Las jest piękny o każdej porze roku, nawet u kresu zimy, gdy chłód jeszcze doskwiera, a wiosenna aura nie spieszy się z nadejściem. Właśnie w taką lutową sobotę towarzyszyłam młodej parze w spotkaniu z drapieżnymi ptakami.
Gościliśmy u cudownych Sokolników w województwie lubuskim, którzy z pasją opowiadali o swoim fascynującym sposobie na życie. Ich ptaki były niesamowitym tematem przewodnim sesji zdjęciowej, którą miałam przyjemność wykonać.

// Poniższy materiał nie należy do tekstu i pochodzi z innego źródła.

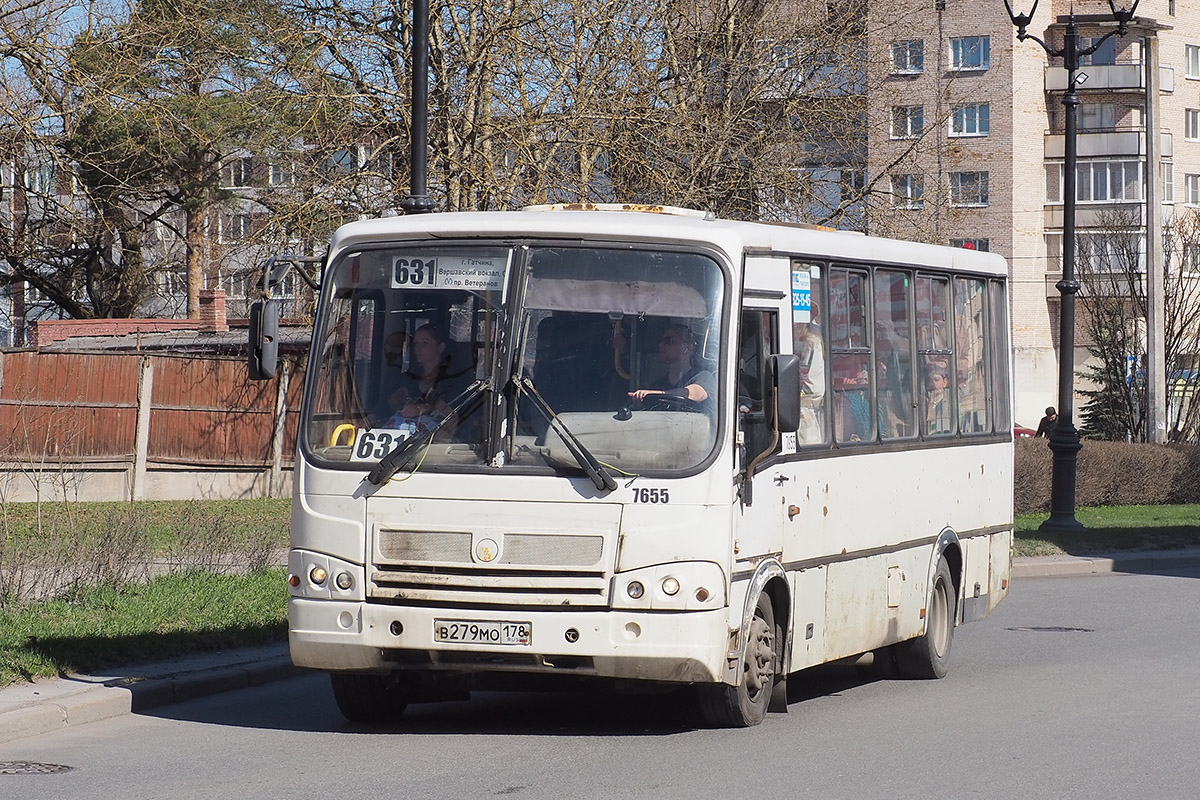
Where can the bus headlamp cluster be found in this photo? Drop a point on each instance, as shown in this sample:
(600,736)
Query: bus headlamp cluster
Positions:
(312,575)
(691,585)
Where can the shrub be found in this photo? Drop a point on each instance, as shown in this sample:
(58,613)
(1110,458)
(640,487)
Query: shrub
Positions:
(1110,473)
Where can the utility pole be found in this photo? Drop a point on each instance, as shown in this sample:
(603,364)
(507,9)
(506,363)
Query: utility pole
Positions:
(1156,280)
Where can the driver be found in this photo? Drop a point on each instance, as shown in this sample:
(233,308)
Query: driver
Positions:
(683,378)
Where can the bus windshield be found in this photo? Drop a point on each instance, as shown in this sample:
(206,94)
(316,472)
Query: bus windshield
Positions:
(517,356)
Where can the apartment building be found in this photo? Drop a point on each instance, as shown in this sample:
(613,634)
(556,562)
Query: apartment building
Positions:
(966,132)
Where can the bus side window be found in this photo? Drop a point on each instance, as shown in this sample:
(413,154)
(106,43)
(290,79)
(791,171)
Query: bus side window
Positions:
(850,365)
(756,341)
(808,343)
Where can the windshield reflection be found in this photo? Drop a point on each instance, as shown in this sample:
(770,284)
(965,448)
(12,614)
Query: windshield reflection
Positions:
(604,337)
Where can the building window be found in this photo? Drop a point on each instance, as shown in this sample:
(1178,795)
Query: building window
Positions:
(174,284)
(969,188)
(909,56)
(971,53)
(40,180)
(1108,181)
(907,121)
(1097,116)
(851,185)
(237,172)
(981,245)
(1117,251)
(1098,181)
(235,227)
(1054,252)
(345,162)
(282,175)
(972,119)
(234,284)
(1192,124)
(1054,182)
(907,192)
(1192,190)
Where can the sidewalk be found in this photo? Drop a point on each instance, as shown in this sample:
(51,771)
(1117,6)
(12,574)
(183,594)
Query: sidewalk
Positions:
(46,705)
(53,704)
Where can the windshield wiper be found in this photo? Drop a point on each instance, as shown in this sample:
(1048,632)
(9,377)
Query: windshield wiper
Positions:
(594,469)
(390,463)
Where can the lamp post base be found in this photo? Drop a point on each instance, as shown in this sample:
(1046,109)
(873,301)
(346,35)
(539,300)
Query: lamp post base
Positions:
(1065,444)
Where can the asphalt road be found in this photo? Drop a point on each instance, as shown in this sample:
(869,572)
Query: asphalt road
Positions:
(1074,687)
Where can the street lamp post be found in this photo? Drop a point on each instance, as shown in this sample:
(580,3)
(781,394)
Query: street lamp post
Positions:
(1063,437)
(419,199)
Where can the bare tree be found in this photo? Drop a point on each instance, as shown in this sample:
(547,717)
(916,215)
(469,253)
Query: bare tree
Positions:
(1113,275)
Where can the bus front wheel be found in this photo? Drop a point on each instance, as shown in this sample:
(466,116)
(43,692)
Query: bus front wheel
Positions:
(370,697)
(929,656)
(745,704)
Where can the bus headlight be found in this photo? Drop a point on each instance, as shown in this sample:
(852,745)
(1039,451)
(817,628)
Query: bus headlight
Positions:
(688,585)
(318,576)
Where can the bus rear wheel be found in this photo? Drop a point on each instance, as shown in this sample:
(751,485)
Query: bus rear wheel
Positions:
(370,697)
(745,704)
(929,656)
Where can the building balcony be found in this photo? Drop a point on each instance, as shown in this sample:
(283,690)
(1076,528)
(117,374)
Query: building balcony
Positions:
(1091,144)
(1092,215)
(1110,77)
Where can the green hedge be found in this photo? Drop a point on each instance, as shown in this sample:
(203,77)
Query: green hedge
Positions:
(1110,474)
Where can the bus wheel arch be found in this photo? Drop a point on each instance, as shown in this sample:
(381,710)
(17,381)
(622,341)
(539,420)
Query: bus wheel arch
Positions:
(761,681)
(927,656)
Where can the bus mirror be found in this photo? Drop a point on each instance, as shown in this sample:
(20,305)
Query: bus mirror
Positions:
(785,371)
(264,340)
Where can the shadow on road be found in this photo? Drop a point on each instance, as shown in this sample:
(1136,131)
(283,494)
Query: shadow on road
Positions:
(306,704)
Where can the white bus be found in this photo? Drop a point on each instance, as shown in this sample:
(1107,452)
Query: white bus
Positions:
(642,444)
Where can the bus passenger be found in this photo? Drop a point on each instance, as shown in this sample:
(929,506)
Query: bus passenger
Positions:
(937,402)
(683,378)
(424,396)
(808,346)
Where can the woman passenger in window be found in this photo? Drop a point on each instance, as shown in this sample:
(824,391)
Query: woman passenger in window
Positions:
(426,389)
(937,402)
(684,378)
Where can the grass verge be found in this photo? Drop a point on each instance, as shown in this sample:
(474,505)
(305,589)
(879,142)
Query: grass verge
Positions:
(1111,528)
(171,615)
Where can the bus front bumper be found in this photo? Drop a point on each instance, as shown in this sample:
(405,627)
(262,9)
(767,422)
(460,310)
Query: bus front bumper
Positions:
(688,647)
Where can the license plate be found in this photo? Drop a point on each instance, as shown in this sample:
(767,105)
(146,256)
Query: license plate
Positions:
(465,631)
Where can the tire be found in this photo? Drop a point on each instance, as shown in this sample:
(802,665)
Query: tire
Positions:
(369,697)
(745,704)
(928,656)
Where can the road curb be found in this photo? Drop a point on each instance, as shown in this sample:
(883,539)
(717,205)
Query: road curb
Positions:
(47,707)
(1062,566)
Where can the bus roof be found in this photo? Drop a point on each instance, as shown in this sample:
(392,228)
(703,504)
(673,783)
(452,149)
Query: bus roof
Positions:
(665,224)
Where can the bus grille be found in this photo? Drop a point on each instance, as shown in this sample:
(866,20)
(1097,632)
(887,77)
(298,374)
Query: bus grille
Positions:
(531,569)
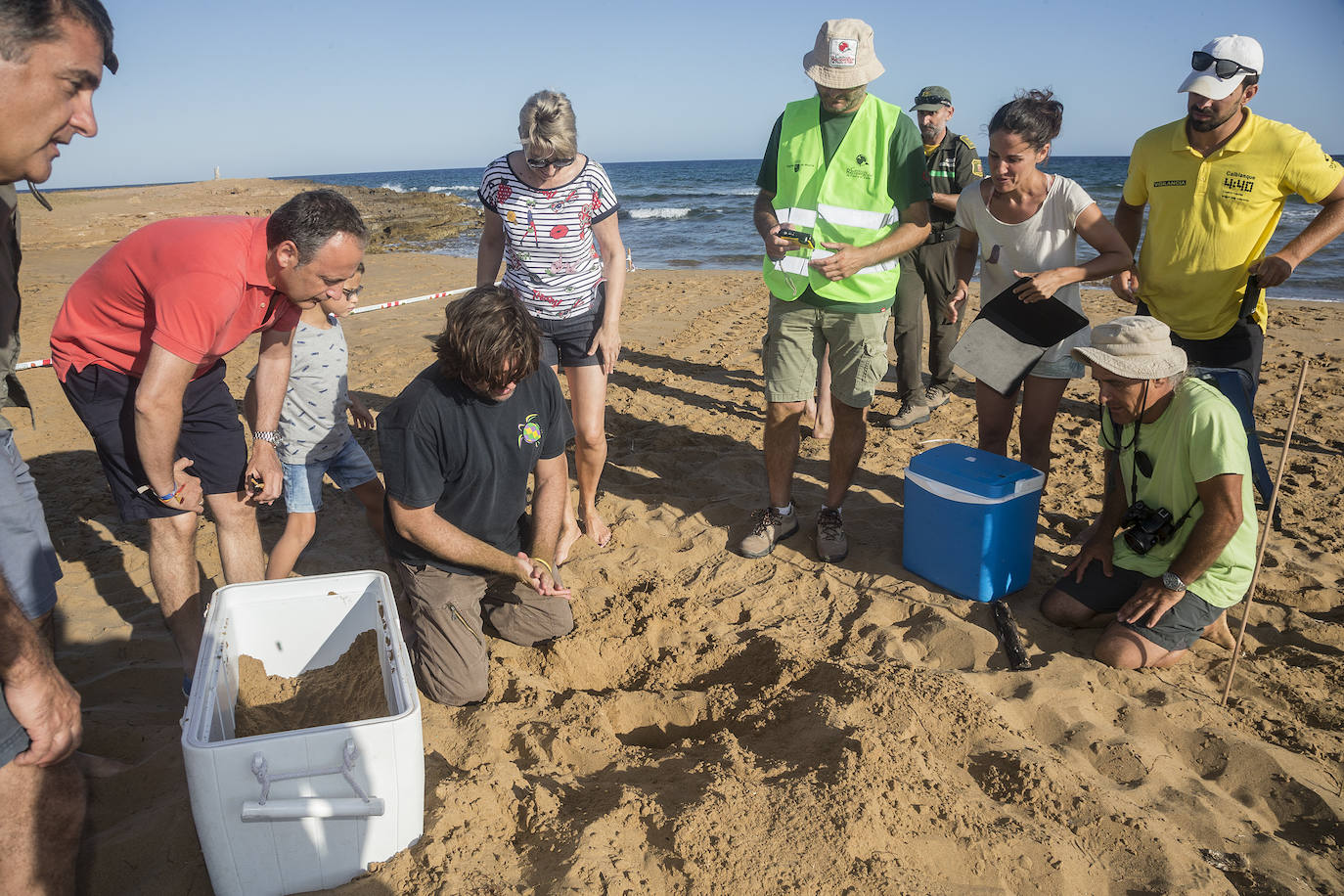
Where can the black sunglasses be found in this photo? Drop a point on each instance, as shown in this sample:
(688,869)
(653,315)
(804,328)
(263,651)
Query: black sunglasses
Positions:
(542,162)
(1225,68)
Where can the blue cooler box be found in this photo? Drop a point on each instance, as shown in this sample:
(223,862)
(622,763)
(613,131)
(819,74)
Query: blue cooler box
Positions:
(970,520)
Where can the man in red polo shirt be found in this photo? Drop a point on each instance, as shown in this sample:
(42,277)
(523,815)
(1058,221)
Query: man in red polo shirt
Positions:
(139,348)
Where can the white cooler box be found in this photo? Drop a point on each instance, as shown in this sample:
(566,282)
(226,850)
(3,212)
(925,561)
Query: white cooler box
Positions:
(305,809)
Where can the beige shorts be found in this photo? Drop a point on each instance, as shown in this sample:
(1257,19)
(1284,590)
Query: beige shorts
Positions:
(796,337)
(448,640)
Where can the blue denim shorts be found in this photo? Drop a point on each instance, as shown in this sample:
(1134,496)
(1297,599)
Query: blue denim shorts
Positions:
(1063,368)
(14,739)
(348,468)
(28,561)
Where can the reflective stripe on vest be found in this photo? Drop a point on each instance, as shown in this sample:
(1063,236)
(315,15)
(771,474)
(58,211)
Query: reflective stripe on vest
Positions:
(844,202)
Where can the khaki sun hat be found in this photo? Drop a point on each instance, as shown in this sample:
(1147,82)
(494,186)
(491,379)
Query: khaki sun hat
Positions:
(843,55)
(1138,348)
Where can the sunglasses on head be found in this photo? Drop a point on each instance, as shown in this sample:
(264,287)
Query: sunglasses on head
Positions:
(543,162)
(1225,68)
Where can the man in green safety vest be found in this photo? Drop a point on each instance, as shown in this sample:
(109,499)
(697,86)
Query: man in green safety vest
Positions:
(844,193)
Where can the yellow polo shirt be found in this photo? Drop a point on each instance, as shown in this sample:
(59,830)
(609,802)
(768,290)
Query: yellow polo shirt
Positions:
(1210,218)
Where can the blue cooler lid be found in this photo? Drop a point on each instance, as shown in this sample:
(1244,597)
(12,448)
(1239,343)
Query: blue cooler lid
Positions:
(972,470)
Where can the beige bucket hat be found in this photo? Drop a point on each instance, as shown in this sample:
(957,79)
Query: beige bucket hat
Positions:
(1138,348)
(843,55)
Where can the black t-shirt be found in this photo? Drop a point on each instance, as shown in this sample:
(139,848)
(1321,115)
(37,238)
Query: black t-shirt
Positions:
(444,445)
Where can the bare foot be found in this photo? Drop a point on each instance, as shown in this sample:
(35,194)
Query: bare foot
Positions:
(570,533)
(596,528)
(1219,633)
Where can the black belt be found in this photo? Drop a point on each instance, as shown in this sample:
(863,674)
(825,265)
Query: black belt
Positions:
(942,236)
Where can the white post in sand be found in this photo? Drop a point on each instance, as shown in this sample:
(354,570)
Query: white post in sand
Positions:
(1269,522)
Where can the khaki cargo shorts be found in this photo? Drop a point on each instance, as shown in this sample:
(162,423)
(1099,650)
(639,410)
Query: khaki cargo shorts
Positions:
(796,337)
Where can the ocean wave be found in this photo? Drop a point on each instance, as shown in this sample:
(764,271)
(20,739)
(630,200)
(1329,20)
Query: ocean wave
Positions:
(660,212)
(672,193)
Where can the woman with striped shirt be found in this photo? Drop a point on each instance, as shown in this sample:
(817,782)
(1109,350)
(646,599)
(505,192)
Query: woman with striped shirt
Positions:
(550,218)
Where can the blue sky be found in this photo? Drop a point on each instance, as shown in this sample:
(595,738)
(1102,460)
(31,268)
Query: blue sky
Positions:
(268,89)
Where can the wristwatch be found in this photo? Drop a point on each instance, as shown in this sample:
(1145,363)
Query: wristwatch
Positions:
(1172,582)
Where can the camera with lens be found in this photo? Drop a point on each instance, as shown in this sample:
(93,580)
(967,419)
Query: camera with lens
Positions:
(1146,527)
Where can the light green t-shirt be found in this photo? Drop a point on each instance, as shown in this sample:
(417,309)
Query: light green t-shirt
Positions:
(1197,437)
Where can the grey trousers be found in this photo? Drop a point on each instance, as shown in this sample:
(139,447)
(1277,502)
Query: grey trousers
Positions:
(927,277)
(446,633)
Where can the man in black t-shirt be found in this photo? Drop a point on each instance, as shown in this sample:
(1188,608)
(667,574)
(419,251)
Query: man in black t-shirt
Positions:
(457,446)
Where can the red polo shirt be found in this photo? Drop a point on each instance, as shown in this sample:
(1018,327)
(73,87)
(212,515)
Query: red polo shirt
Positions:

Fotografowanie rozpoczęliśmy na leśnej polanie, gdzie młodzi mieli do czynienia z sokołem wędrownym i rarogiem. Początkowo ptaki miały założone kapturki na głowach, by móc przyzwyczaić się do nowej sytuacji. Gdy zaznajomiły się z otoczeniem, zachowywały się bardzo dostojnie i pozwoliły na wykonanie kilku ujęć.
Kolejną destynacją, do której udaliśmy się z opiekunami ptaków była dróżka w sosnowym lesie. Mieliśmy okazję obcować tam z Cześkiem – puchaczem bengalskim, rodem ze średniowiecznych baśni. Jego majestatyczna poza, oranżowe oczy i przepiękne skrzydła dodały wytworności kadrom. Ostatnią lokalizacją, w której zagościliśmy, był zagajnik ze starymi dębami i małym oczkiem wodnym. Młodej parze towarzyszył tam jastrząb syberyjski – jeden z rzadszych gatunków ptaków oraz jastrzębie Harrisa.
Natalio, Olu, Kamilu dziękuję za obdarzenie mnie zaufaniem. To była prawdziwa przygoda!
Leśna Polana
Sosnowy Las
Stare Dęby
Podczas tego cudownego wypadu powstało także kilka dodatkowych ujęć, które zostawiam tu na pamiątkę. Dziękuję panu młodemu za piękne zdjęcia z Cześkiem!